If the data is important, install new drives and set them up correctly first.  Then move the data.  You could use Robocopy to Mirror the data from the old drives to the new and then have a 2 minute window of inaccessibility (probably faster than the time it takes to use some third party program) while you swap drive letters.

(I assume these drives are already larger than 2TB?  Why wouldn't you have set them up as GPT in the first place - if they were larger than 2TB...).
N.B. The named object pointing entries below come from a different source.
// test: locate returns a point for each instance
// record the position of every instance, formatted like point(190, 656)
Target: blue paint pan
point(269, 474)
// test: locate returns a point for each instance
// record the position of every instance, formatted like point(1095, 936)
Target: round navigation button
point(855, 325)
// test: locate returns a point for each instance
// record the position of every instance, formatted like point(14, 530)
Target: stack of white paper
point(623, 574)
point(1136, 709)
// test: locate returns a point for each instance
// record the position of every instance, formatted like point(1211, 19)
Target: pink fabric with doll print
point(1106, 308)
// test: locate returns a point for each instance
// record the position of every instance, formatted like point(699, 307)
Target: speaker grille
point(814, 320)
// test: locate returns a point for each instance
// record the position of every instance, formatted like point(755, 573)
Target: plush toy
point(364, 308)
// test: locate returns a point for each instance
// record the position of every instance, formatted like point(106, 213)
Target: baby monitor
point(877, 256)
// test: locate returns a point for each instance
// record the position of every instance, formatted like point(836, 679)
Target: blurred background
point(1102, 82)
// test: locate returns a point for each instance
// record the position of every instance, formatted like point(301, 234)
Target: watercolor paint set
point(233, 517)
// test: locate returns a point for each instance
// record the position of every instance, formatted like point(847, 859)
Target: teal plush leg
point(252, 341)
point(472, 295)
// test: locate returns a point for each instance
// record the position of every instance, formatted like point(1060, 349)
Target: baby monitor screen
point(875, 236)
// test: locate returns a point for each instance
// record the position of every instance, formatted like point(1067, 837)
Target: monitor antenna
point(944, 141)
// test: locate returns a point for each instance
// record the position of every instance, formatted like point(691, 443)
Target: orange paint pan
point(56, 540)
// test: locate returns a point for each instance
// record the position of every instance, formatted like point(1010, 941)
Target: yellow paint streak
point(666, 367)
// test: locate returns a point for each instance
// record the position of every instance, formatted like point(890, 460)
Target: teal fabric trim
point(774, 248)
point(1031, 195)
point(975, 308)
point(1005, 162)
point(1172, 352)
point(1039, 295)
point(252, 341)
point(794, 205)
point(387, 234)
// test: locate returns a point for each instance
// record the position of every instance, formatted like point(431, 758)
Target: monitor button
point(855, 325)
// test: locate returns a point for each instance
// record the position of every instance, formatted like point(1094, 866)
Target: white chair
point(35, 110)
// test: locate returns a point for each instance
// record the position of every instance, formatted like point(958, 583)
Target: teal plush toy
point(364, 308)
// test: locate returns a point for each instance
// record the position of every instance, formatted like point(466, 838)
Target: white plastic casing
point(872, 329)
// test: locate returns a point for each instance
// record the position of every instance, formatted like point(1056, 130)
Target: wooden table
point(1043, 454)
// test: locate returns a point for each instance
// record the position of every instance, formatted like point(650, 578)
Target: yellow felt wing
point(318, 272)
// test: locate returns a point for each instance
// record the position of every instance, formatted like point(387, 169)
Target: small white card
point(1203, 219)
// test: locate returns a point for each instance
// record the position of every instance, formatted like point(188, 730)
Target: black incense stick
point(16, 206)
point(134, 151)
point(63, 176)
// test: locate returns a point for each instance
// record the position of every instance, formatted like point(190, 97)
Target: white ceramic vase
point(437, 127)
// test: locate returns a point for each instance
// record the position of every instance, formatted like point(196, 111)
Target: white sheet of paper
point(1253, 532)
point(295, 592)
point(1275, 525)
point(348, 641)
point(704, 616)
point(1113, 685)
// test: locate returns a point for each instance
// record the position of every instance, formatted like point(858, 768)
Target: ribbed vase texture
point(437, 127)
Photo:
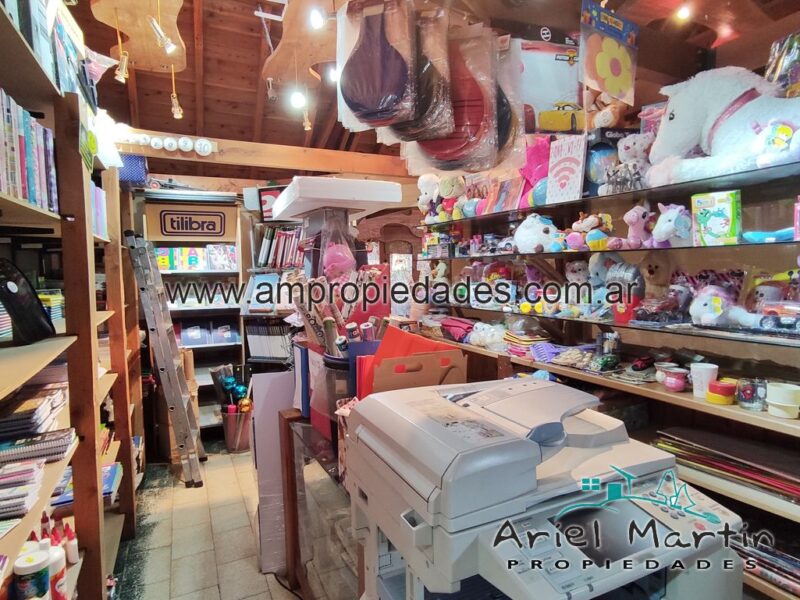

In either case, MAKE FULL BACKUPS FIRST!  You're messing with partitions - you never know when something won't work right because of some odd, seemingly minor (never even thought of) difference in your computer.
If the disk is only 2TB in size, converting it to GPT won't help anyway. It would only be of help if the disk was larger than 2TB in the first place.

Also, if this is the partition you are booting your OS from, converting it to GPT will get you an unbootable OS. For an m$ OS to be able to boot from a GPT disk, you fist need an UEFI BIOS, and it has to be installed using EFI mode from the install media, and the destination must also be a GPT disk.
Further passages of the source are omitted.